ARTIGO: UM LEGISLATIVO QUE NÃO LEGISLA NEM FISCALIZA, A SAÍDA É DAR VOZ À POPULAÇÃO

por Pedro Mendonça Castelo Branco – Graduando em Gestão de Políticas Públicas na Universidade de São Paulo (USP). Artigo para a matéria de Direito Constitucional, ministrada pelo Professor Doutor Marcelo Nerling.*

Após anos de luta contra a Ditadura Militar, a sociedade brasileira conseguiu reconquistar seus direitos políticos em 1985. Mesmo às duras penas e sem o retorno esperado – os viúvos da Ditadura ainda ocupam as cadeiras do poder nacional – a vivencia política se tornou mais representativa.
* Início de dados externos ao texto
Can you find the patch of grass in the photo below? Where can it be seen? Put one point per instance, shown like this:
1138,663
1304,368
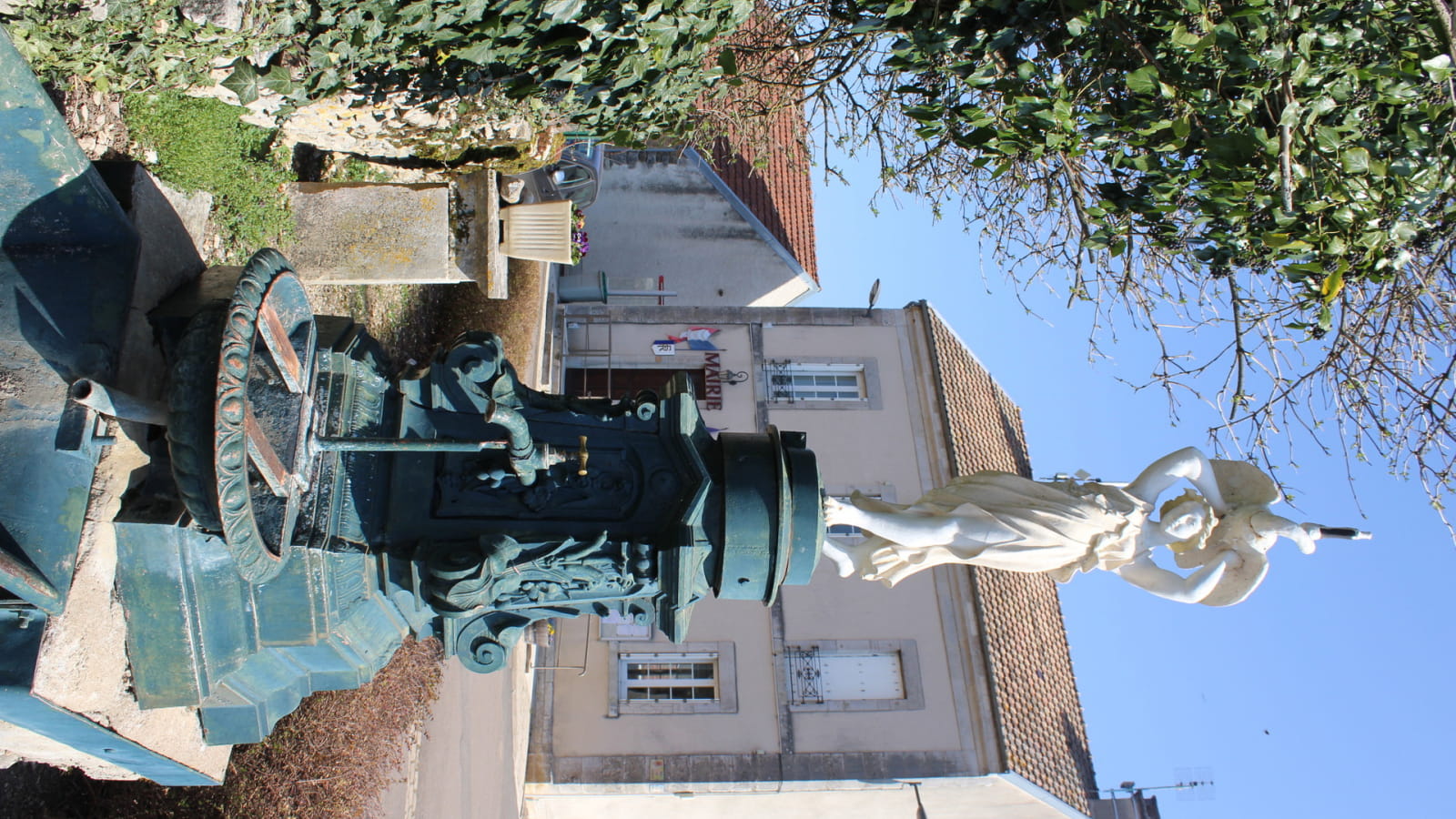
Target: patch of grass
201,145
329,758
356,169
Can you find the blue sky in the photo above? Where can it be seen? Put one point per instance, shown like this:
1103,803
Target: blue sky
1325,694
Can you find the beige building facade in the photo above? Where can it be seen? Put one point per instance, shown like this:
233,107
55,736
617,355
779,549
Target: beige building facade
841,694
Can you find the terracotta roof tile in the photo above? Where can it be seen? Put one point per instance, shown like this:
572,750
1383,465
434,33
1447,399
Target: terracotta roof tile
769,167
1034,688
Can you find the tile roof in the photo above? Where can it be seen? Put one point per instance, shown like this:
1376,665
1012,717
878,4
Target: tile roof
769,167
1034,690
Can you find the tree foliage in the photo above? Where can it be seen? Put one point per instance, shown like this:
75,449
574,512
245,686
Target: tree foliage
626,70
1280,169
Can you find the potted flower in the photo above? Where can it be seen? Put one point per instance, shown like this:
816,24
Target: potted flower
579,235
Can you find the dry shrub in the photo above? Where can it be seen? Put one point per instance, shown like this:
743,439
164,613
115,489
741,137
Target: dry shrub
339,751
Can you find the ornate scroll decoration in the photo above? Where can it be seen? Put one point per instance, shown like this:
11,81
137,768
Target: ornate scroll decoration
500,573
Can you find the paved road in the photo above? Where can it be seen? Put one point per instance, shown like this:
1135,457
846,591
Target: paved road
472,758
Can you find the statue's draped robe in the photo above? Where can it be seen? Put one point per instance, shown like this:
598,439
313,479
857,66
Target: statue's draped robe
1016,525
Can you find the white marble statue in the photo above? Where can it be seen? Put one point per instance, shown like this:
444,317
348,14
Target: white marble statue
1222,532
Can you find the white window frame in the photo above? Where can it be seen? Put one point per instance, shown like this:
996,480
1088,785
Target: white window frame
723,681
814,394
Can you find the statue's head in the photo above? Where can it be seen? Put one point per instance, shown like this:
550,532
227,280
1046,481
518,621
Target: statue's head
1187,521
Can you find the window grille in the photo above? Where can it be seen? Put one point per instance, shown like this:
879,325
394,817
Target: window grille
669,678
Apesar de ser constantemente dilapidado, e nas últimas semanas com ainda mais constância, o Estado Democrático de Direito ainda é a estrutura que delineia tanto o Estado quanto a sociedade brasileira.
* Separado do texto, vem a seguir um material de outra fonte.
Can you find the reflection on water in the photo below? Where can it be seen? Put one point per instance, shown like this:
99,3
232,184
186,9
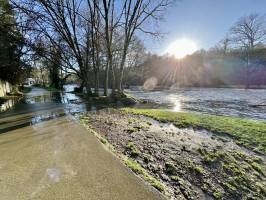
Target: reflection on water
219,101
44,105
7,105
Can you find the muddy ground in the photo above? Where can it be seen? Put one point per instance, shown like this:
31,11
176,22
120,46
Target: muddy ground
192,164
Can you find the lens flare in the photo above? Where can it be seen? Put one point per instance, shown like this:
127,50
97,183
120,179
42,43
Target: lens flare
181,48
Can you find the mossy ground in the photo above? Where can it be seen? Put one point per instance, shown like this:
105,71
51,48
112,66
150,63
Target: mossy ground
249,133
190,164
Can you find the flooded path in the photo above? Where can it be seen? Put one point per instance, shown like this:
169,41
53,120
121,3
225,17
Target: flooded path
246,103
45,154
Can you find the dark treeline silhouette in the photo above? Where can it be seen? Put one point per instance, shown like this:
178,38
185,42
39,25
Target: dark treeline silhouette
202,69
238,60
93,39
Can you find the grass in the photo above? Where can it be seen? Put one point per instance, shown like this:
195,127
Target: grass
249,133
135,167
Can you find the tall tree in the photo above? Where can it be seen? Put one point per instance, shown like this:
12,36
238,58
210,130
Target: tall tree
11,44
248,33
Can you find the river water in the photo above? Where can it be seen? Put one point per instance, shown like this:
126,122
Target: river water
249,103
218,101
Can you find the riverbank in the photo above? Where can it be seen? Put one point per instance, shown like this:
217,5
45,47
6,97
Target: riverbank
192,156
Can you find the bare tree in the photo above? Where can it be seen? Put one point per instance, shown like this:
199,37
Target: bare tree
248,33
135,14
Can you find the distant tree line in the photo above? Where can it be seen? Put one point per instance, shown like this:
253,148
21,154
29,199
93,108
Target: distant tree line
93,39
239,59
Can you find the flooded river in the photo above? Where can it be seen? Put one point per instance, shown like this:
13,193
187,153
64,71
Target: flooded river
249,103
218,101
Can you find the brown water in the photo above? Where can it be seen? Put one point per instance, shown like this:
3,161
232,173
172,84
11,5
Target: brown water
249,103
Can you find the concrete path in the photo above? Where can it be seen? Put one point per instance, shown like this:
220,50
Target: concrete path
59,159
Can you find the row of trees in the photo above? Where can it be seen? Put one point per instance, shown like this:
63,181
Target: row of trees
94,39
239,59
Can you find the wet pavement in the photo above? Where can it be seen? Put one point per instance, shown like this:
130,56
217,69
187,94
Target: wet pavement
246,103
46,154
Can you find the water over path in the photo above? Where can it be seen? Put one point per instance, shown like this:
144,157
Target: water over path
45,154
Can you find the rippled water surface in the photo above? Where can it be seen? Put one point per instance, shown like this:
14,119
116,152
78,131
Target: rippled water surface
249,103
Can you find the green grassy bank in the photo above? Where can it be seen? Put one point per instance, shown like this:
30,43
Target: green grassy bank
249,133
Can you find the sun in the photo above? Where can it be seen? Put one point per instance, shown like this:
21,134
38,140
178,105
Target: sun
181,48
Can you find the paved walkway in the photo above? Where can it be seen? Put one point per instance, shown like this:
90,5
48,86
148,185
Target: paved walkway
59,159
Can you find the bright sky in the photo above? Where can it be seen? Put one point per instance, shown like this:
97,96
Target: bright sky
203,21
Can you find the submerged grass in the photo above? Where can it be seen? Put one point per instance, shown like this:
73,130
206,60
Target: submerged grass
130,163
249,133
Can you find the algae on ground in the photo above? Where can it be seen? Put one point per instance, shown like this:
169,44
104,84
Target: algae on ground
249,133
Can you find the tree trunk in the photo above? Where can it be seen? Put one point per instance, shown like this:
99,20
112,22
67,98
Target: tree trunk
96,83
106,80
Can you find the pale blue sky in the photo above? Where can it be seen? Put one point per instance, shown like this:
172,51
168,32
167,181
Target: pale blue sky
204,21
Além disso, no período pós-militar a tripartição dos poderes, prevista no artigo 2° da Constituição Federal de 1988, passou a ser mais clara, o que possibilitou ao Poder Legislativo exercer livremente sua função de representar o povo e fiscalizar as atitudes do Poder Executivo.

Formado pelo sistema de representação proporcional de lista aberta, o Legislativo é um reflexo das brechas oferecidas para o oportunismo político. As disputas, em sua maioria, acontecem em torno de coligações que não fazem nenhum sentido, a não ser o critério unicamente eleitoreiro, e centra a disputa em um super-personalismo que em nada contribui para a busca de construções coletivas, tão necessárias para a nossa sociedade. Mais ainda, coloca em condições de disputa totalmente desiguais as candidatas e os candidatos, tanto pelo tempo de TV e rádio como no acesso aos recursos financeiros, principalmente pelo financiamento empresarial de campanha.
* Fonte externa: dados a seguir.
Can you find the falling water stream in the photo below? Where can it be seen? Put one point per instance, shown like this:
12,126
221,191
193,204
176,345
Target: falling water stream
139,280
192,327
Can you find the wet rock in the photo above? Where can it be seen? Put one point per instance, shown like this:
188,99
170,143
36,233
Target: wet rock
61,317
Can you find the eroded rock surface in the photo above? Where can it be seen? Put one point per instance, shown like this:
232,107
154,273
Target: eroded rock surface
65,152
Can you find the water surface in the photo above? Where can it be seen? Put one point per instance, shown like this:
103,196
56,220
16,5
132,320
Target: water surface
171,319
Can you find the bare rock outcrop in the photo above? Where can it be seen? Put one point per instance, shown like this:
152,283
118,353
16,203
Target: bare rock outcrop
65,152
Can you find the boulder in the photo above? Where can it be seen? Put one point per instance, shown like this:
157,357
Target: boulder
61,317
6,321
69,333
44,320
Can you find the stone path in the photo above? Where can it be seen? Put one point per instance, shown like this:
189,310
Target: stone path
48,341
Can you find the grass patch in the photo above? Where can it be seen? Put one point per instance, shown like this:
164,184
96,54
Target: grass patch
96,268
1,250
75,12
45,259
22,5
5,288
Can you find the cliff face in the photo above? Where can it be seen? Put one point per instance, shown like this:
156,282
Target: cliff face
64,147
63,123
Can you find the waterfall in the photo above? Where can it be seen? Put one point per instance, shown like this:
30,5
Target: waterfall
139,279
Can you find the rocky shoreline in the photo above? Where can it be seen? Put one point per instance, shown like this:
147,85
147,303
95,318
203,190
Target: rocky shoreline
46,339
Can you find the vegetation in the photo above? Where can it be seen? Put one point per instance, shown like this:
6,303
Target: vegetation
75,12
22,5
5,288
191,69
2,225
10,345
Infelizmente, São Caetano do Sul não é uma exceção, as práticas políticas dos coronéis de nossa cidade são um claro exemplo disso, as disputas giram em torno da manutenção do poder e das alianças incoerentes. Fruto disso, são “representantes” que não nos representam e um Legislativo que não legisla e nem fiscaliza os prefeitos, servindo apenas como base de sustentação para o Executivo.

Certamente, se pudessem, mudariam as condições de elegibilidade que estão na Constituição Federal. Para além das exigências de: nacionalidade brasileira, pleno exercício dos direitos políticos, alistamento eleitoral, filiação partidária e idade mínima de 18 anos, estaria também a necessidade de ser parte da elite local. Porém, com seus acordos e com a corrupção eleitoral, garantem na prática os seus desejos.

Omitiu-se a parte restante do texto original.